En otras épocas y condiciones, incidentes como el de los dos extranjeros asesinados pondrían a nuestro país en riesgo de invasiones o castigos desmesurados. Hoy no es necesario. Calderón ha abierto la puerta a la intervención estadunidense mediante la Iniciativa Mérida que, entre otros puntos, ha permitido el aumento del personal de espionaje e infiltración en Ciudad Juárez. Lo sucedido este fin de semana sólo ayudará a consolidar lo logrado por Washington y, en dado caso, a conseguir ciertas ganancias extras. Pobre México, tan cerca de Estados Unidos... y también de Calderón.
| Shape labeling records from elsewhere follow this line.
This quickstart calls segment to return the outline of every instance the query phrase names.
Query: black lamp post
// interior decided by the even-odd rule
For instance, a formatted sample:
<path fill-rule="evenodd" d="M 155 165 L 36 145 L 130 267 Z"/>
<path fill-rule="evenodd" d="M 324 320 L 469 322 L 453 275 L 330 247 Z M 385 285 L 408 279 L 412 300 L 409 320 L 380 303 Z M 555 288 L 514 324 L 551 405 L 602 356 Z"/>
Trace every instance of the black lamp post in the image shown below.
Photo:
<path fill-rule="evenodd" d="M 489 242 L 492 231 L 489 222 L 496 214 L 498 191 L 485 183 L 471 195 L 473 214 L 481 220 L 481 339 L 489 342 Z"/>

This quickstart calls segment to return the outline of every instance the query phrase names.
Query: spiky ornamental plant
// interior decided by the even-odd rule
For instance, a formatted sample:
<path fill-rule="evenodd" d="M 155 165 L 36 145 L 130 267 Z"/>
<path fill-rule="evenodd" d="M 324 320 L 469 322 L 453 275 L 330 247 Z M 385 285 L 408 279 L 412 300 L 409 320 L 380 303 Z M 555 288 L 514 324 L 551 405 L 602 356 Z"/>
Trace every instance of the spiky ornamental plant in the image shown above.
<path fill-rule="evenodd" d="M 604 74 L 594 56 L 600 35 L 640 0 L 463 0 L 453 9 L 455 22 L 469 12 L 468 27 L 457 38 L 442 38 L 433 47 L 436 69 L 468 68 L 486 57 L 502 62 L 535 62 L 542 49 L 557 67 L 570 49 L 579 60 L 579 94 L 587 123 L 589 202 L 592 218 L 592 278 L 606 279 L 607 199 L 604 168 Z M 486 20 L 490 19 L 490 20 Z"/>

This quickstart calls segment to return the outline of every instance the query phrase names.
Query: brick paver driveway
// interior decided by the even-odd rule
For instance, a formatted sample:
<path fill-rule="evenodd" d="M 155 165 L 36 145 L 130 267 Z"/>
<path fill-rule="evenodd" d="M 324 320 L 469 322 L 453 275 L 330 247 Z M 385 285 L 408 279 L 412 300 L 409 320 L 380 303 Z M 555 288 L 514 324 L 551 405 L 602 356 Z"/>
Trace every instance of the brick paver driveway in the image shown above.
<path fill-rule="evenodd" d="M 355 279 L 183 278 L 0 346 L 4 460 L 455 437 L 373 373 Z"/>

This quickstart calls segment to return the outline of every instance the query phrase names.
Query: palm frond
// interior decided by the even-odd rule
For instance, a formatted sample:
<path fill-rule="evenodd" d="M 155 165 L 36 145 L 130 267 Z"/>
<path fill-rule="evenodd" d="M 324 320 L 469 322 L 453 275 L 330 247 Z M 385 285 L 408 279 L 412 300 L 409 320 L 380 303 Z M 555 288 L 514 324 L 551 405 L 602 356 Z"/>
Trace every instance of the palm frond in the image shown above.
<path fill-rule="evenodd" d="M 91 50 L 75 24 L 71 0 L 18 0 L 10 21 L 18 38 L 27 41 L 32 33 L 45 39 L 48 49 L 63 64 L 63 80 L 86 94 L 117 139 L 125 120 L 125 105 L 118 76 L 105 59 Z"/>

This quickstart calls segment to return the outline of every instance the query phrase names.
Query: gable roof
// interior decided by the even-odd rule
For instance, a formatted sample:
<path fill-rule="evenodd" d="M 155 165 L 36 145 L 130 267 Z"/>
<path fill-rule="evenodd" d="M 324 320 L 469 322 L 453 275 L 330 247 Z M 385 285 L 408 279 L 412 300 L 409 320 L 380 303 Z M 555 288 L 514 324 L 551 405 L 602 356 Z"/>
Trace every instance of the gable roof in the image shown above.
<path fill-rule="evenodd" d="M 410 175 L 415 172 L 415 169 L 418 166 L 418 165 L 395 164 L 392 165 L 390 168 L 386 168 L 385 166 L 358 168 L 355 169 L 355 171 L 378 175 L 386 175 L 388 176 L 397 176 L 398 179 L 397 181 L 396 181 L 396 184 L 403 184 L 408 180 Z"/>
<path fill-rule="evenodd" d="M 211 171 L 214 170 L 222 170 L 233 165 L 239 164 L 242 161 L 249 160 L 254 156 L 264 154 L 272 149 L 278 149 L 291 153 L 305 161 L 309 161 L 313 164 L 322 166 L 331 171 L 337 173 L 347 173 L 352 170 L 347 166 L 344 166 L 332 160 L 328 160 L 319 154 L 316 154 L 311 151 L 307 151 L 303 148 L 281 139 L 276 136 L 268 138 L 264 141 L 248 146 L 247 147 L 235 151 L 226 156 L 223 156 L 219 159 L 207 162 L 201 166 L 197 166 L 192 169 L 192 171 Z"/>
Y, mientras el escándalo internacional por los muertos VIP de Ciudad Juárez ayuda a ir sacando del escenario los episodios de las firmas de convenios inmorales y los debates legislativos vergonzosos, ¡hasta mañana, en esta columna que ve en un programa de la UNAM a Chucho Nava y César Ortega defender las alianzas impulsadas por Los Pinochos!